Confidence is the most important mental quality a quarterback can possess. When your team trades you two years into a massive four-year deal, then your next team only keeps you around for a season before shipping you off again, your confidence can take a hit.
That’s the exact situation Commanders QB1 Carson Wentz found himself in mere weeks ago. After the Philadelphia Eagles signed him to a huge four-year, $128 million deal in 2019, they shipped him off 28 games into the contract to the Indianapolis Colts. There, a late-season collapse saw the Colts lose interest in Wentz as well, which is part of the reason they ultimately decided to ship him to Washington.
Despite two teams souring on the former MVP candidate in a matter of a year, one thing in Carson Wentz’s life remained constant: his faith, both in himself as a player and in his religion.
“The world’s crazy. The league is a crazy business. There’s a lot of things and a lot of people—there’s things outside of your control,” Wentz told NBC Sports Washington's JP Finlay in an exclusive one-on-one interview Thursday. “But I’ve also learned that, for me as a man of faith, there’s a lot of surrender. ‘Alright, God, this is your plan,’ a lot of that and growth in my faith.”
Adaptation is also part of life. Especially as a quarterback, going from team to team can be jarring to the system. In Philadelphia, Wentz never had the running game he enjoyed in Indianapolis. As a Colt, Wentz didn’t have the receiving core he once paired with as an Eagle.
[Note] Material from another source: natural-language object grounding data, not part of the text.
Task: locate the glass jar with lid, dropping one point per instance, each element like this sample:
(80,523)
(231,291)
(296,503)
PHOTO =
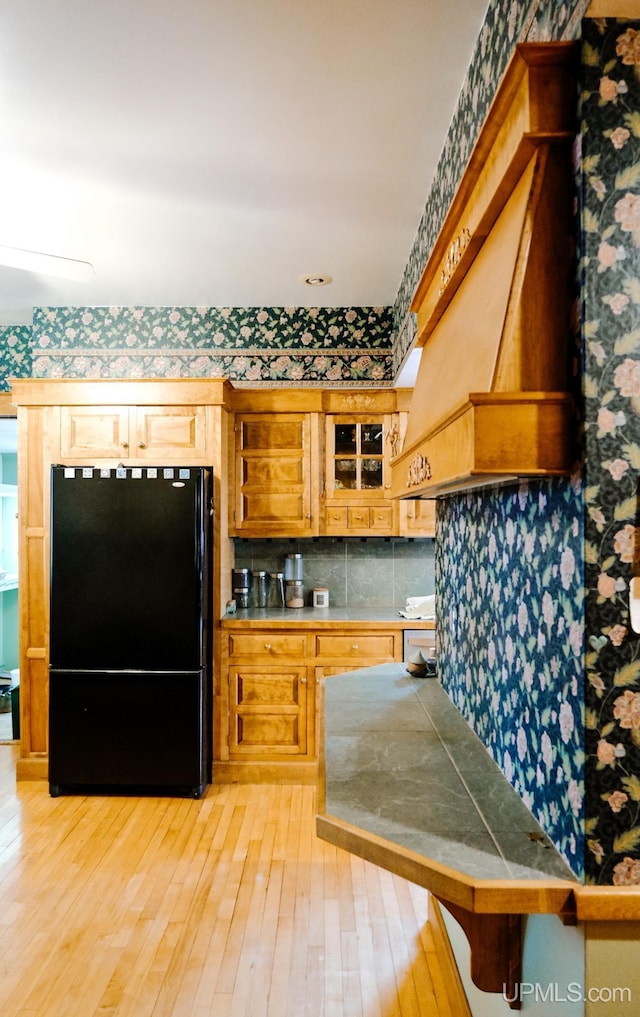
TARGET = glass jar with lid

So, Wentz could have either stuck with his style and hoped the team around him would adapt, or he could have changed himself to fit his surroundings. He chose the latter.
“But also as a player, [I’m] just trying to always re-fine tune my game and trying to always get better,” Wentz said of his journey. “If you’re trying to stay the same, it’s not gonna work. It’s not gonna work. And you learn, ‘Alright, this offseason I just want to get a couple nuggets of info and little things that are gonna help me take the next step.’”
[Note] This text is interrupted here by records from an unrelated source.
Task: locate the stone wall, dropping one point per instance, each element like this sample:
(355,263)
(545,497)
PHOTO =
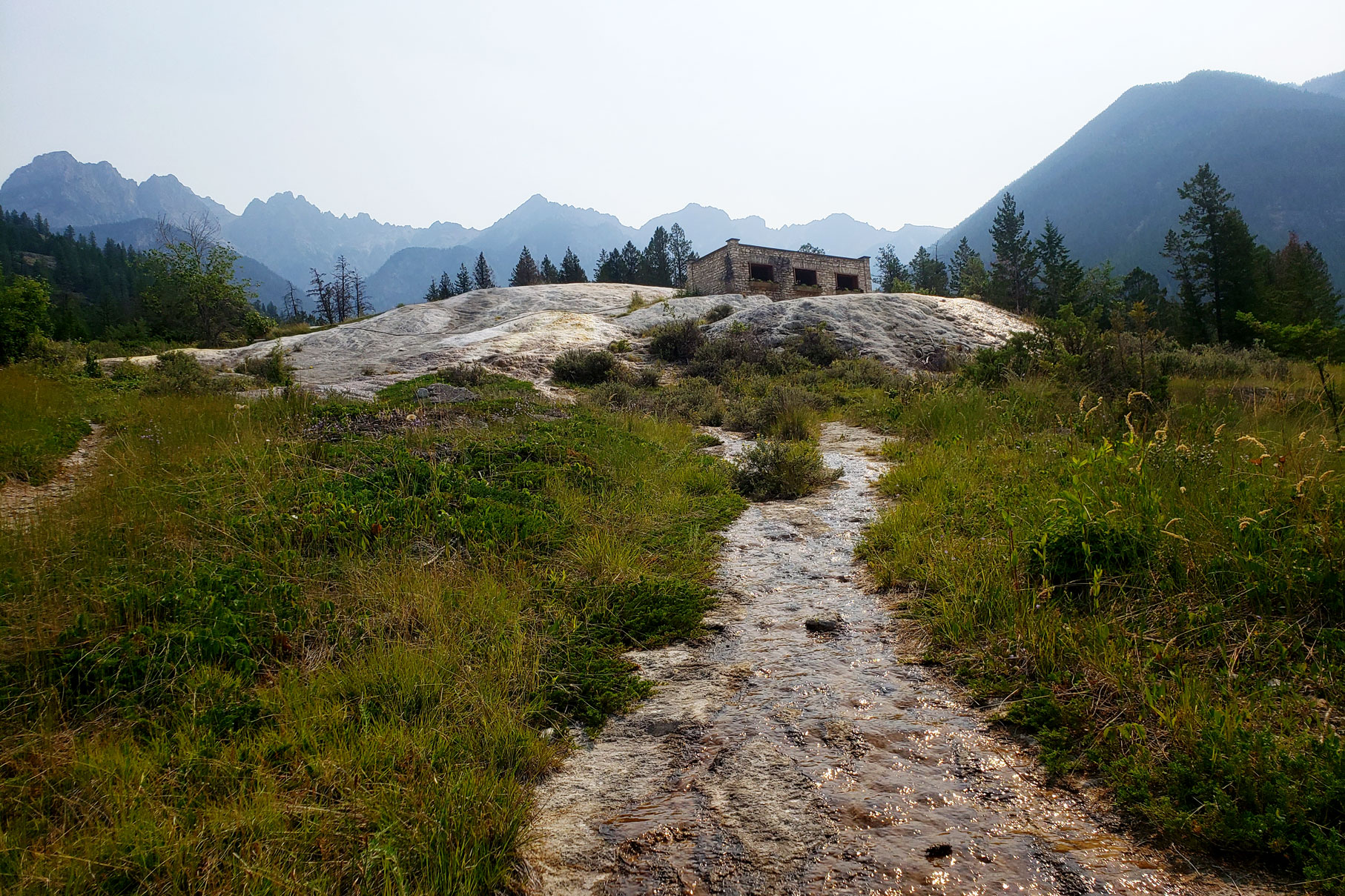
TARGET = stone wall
(730,269)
Wentz arrives in D.C. a seasoned, six-year veteran of the NFL. He’s enjoyed the highs of his 2017 campaign in Philadelphia, in which he came third in MVP voting amid an Eagles’ Super Bowl run. But he’s also seen the depths of what a down season can look like—like when he threw for 16 touchdowns and 15 interceptions in 2020 before getting benched for Jalen Hurts.
The good news, though, is that both the highs and lows of Wentz’s career have provided him with opportunities to learn and improve.
“For me, now I’m 29 and [when] you start to get older and you’ve played for a while, you see the game differently,” Wentz said. “You know there’s gonna be ups and downs and you try, as a leader, to stay the same and stay right here and not let the roller coaster of a season get the best of you or your teammates.”
Now, Wentz dons the Burgundy & Gold with that knowledge in tow. He’ll hope to discontinue the quarterback carousel the Commanders have endured for decades, even if he has one year left on his contract. Washington’s front office is sure excited for him to take the field, and Wentz is too.
“For most guys, there’s a window of time. So for me, it’s ‘Let’s do everything I can for as long as I can to be the best I can,’” Wentz said. “And I look forward to doing that.”